6 FARM-BuSINESS CHARACfERISTICS 987 in patterns, in order to avoid as much as possible periodicities that create large differences among individual samples. In presenting results of these sampling experiments, it is recognized that they themselves also are subject to sampling fluctuations. The 100 samples drawn for each of the designs constitute a relatively small proportion of the total samples that might have been drawn. Twenty systematic patterns also are but a few of the possible patterns that might have been set up. Sources of variation in the sample designs used are very complex and there is much yet to be learned about them. Further investigation into the effect of the ordering of sampling units on systematic sample results would be profitable. This should included a study of the systematic selection of individual farms. The effect of stratification upon the precision of these sample designs needs investigation. The area-segments of this study were delineated within land classes, making it easily possible in future experiments to impose a stratification by land class upon these designs.

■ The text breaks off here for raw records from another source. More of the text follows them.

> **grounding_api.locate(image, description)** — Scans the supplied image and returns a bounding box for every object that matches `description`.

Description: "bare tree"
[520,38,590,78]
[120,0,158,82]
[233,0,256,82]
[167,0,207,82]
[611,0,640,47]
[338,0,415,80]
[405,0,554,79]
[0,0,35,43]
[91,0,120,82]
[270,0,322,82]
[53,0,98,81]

Unless stratification by land class is used in drawing the sample, the area-segments probably should not be delineated within land class. Various modifications in the methods of delineating area-segments could well be looked into relative to their effect on sample results. Before these designs can be fully evaluated as to sampling efficiency, an investigation should be made of the relative costs of obtaining the desired information from surveys using the various sample designs. Caution should be observing in generalizing these results to other areas. If the farming situation is different, the effect of combining groups of Farms into area-segments may be different. The effect of the ordering of sampling units upon the precision of systematic samples may also vary with the character of the area in which the study is being made. General knowledge of farming in New York state suggests that sampling principles evolved for Seneca County might hold reasonably well in other areas of the Lake Plains Region, but may not be fully applicable elsewhere in the state and may well be considered only suggestive in other regions of the country.